Cuando nos domina la pasión, pero no como un sentimiento fuerte hacia otra persona sino hacia nosotros mismos, conservar el equilibrio es algo difícil.

Apasionarnos con nosotros es interesante cuando de cuidarnos se trata, cuando de saber que tenemos un espacio personal con límites que nos protegen; también para establecer que este cuerpo que nos conforma es valioso y por eso debe ser arropado y consentido. Cuando la pasión nos lleva a asumir un compromiso con nosotros, poniendo todo el esfuerzo necesario para cultivarnos, resulta muy provechosa; sin embargo, se vuelve peligrosa cuando esa misma pasión nos aísla al pretender negar la existencia de los otros.

Al otro se niega de muchas formas y tal vez la más conocida es atacar o ignorar sus ideas y puntos de vista, situación que por lo general creemos que afecta al silenciado, pero que en el fondo se convierte en una autoagresión con consecuencias importantes.

El dominio de la pasión es la emoción y no la razón. Una dosis alta de emoción impide razonar y nos lleva a apegarnos decididamente a lo que creemos.
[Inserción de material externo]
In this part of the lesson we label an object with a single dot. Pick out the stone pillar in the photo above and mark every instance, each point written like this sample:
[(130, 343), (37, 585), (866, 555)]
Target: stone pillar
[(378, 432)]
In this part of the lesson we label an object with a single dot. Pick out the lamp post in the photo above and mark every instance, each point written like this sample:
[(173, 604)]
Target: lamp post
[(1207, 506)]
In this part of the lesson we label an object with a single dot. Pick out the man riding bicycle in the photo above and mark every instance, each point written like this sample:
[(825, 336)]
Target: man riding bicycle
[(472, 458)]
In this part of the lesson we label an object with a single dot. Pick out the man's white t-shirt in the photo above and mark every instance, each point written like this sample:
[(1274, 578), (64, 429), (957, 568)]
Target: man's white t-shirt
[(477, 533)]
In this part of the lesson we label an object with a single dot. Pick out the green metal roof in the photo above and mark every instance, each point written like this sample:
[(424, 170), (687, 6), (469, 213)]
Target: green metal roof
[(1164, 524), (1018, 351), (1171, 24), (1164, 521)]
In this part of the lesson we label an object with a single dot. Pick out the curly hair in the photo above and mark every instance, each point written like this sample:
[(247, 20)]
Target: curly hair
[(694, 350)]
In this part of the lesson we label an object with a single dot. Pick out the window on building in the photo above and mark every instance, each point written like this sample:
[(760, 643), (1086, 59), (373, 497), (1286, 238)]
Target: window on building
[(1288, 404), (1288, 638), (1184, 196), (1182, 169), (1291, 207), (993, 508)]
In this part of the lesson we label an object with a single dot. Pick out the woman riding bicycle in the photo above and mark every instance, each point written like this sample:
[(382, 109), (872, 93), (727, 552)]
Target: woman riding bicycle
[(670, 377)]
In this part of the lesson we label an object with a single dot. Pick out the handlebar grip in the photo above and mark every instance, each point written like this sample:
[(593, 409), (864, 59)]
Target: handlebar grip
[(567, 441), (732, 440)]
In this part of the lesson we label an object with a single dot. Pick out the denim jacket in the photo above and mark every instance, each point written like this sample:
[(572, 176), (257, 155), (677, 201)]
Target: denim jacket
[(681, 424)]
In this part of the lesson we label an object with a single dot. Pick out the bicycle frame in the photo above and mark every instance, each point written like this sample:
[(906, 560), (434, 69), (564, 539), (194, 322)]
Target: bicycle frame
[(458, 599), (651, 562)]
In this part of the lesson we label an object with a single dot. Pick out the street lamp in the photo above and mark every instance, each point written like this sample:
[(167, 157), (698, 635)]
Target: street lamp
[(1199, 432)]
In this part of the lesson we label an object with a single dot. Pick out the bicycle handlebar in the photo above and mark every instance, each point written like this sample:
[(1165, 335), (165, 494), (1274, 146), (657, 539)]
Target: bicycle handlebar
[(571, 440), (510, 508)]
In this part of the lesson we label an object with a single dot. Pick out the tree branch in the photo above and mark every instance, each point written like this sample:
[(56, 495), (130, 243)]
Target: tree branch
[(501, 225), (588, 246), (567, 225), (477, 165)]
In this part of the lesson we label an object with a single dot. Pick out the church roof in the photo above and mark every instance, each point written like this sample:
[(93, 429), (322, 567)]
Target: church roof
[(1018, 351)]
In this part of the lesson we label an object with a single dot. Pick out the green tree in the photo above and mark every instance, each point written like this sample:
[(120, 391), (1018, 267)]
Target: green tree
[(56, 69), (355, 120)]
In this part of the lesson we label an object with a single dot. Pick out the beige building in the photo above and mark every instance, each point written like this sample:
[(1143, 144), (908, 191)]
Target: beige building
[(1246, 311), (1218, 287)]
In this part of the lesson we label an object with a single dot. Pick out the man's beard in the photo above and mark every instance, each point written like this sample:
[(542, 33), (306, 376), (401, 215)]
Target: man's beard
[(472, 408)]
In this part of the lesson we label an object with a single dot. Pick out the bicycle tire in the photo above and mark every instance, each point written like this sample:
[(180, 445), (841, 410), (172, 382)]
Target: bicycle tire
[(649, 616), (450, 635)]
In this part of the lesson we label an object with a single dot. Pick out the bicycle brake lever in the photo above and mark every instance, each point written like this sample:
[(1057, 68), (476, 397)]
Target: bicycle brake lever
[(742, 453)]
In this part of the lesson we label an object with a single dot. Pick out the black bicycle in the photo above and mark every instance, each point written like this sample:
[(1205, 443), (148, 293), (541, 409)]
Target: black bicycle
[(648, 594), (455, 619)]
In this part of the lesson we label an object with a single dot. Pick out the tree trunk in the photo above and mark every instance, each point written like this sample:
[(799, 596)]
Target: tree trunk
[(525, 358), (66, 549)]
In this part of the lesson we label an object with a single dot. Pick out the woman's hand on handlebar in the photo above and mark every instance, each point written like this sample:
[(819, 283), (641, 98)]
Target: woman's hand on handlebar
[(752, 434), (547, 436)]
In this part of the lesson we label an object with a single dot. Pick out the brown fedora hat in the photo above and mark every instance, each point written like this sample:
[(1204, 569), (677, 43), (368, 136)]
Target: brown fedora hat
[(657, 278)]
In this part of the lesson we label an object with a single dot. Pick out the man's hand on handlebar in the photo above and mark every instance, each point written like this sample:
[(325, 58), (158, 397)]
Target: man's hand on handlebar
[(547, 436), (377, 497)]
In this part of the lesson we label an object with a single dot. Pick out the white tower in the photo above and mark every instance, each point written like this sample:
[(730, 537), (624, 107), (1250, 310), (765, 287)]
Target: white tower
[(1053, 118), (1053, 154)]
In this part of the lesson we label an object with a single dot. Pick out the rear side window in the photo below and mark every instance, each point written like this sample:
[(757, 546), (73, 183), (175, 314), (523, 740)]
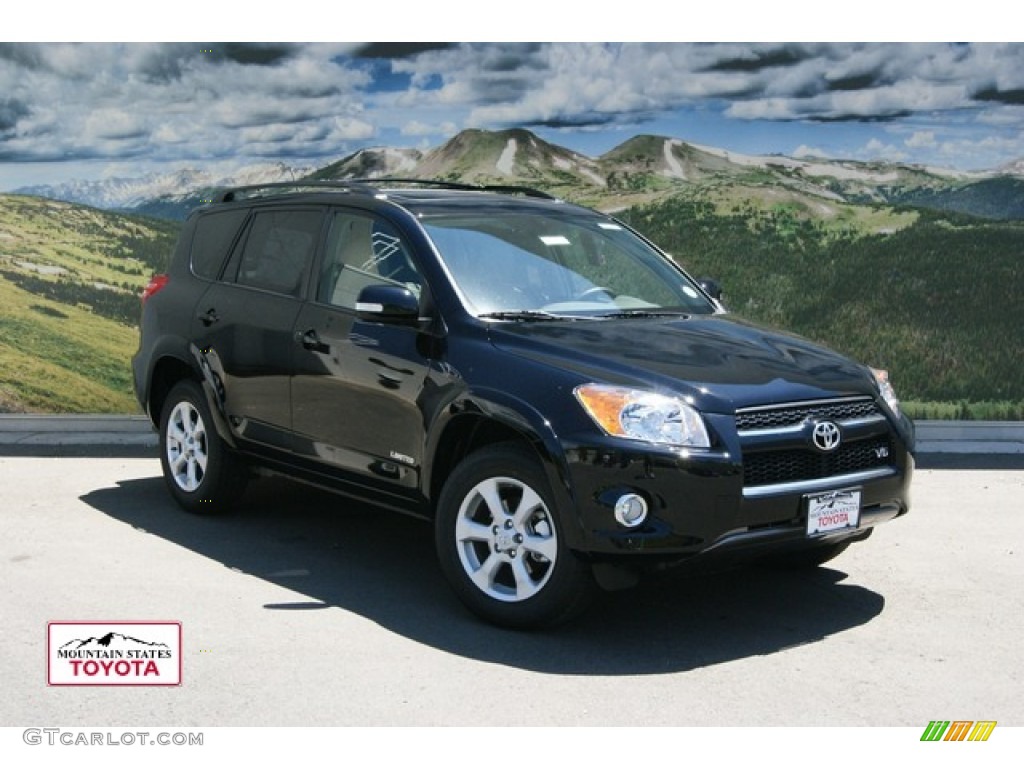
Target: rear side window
[(214, 235), (279, 250)]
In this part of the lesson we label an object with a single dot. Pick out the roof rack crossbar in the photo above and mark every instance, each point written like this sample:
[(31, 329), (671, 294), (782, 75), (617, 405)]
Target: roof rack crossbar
[(252, 190), (371, 186), (508, 188)]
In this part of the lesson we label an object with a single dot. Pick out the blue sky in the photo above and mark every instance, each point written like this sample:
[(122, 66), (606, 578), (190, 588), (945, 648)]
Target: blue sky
[(98, 110)]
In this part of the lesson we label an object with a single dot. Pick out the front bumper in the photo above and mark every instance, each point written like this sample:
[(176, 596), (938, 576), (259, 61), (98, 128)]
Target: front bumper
[(701, 503)]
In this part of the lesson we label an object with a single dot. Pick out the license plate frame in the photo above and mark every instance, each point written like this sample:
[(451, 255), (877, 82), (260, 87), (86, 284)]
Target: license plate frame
[(833, 511)]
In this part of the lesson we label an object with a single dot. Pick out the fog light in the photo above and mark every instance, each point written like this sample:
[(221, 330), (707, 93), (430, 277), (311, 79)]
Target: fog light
[(631, 510)]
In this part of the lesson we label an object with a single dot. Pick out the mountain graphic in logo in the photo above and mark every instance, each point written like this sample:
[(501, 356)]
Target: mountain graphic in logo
[(110, 641)]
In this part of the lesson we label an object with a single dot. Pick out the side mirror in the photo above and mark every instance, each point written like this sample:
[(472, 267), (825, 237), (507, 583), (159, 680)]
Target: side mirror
[(711, 287), (386, 303)]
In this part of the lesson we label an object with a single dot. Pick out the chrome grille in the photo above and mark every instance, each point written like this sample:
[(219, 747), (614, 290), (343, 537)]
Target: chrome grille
[(797, 413)]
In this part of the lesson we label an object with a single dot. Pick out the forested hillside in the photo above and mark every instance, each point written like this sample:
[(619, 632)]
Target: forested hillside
[(938, 301), (70, 284)]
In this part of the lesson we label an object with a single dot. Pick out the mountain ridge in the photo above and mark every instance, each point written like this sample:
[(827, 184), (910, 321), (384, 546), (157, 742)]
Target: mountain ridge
[(641, 169)]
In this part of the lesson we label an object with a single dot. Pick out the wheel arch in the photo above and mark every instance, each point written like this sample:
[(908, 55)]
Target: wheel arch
[(476, 423)]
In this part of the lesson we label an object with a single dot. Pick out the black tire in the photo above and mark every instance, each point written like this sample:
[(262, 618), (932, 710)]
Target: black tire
[(509, 565), (200, 470)]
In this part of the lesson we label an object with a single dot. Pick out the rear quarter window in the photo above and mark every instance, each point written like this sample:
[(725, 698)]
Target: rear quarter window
[(214, 235)]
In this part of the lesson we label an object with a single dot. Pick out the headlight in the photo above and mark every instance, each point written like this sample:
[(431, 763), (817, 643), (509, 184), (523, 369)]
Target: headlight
[(643, 416), (886, 389)]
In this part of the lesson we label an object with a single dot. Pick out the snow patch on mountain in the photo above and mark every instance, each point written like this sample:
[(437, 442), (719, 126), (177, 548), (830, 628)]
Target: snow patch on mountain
[(675, 167), (507, 159), (121, 193)]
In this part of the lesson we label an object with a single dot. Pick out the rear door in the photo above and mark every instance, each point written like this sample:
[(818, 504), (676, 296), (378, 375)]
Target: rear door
[(244, 324)]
Defender una idea desde la pasión produce una descarga física fuerte que se entiende como agresión, quien habla está preparado para defender su territorio —por ese territorio llamado ideas nos hemos matado históricamente—.  

La defensa de las ideas desde la pasión ahoga los argumentos y el discurso que serviría para dar forma a lo que queremos decir se diluye en la expresión violenta de quien se siente afectado, invadido por ideas contrarias a la suya.

Se me ocurre que no es lo mismo apasionarnos con nosotros que con nuestras ideas. Nosotros somos irremplazables, en cambio las ideas siempre podrán reemplazarse; de hecho, el revaluarlas nos permite comunicarnos y empatizar con el otro. Cuando nos apasionamos con las ideas, y las hacemos parte de nuestra identidad, es cuando se vuelven en nuestra contra.